En effet. Il a dit plus loin qu’il lisait la peur dans les yeux des saltiguis depuis sept ans. Survivront-ils aux soubresauts de leur temps ? Et leurs enfants, continueront-ils à vénérer les mêmes dieux qu’eux? Maintiendront-ils intact l’héritage qu’ils veulent leur transmettre ? En voudrontils même ? Auront-ils le temps d’entretenir le culte ? Ne vont-ils pas laisser mourir les pangols ? Autant de questionnements qui les apeurent. Mais je suis convaincue que ces pratiques seront encore là dans plusieurs années. Dans tous les villages sérères, il y aura un descendant de saltiguis qui fera survire le culte. C’est un passé coriace qui n’est pas près de disparaître.
Vous dénoncez une pratique rétrograde, cependant elle continue de subsister sous d’autres formes à travers des cimetières pour nobles et griots. …
Oui en effet au lendemain des indépendances, le président poète Léopold Sédar Senghor, lui-même sérère, a mis fin à cette pratique. Mais bien avant ce décret, il y a eu beaucoup de soulèvements au sein de la communauté des griots dont plusieurs ont embrasé l’islam. Un paysan a raconté aux saltiguis ceci : Notre griot s’est converti à l’islam avec toute sa famille. Il s’est levé ce matin, a brûlé ses tam-tams et ses gris-gris, s’est entièrement habillé de blanc et s’est mis à prier sur la place centrale du village.

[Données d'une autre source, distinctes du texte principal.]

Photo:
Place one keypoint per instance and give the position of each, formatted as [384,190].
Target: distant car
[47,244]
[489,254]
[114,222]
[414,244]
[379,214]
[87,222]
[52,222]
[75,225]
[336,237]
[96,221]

Lorsque que les religions révélées ont été en pleine expansion dans le Sine et au Walo, les Sérères ont commencé à se convertir et à abandonner progressivement certaines pratiques païennes. Avec leur conversion grandissante on a aboli de manière définitive cette pratique. Toutefois, le passé reste dans nos mémoires. Son évocation sert à nous souvenir d’où on est venu. Il faut ouvrir ses fenêtres pour ne jamais oublier qui on est.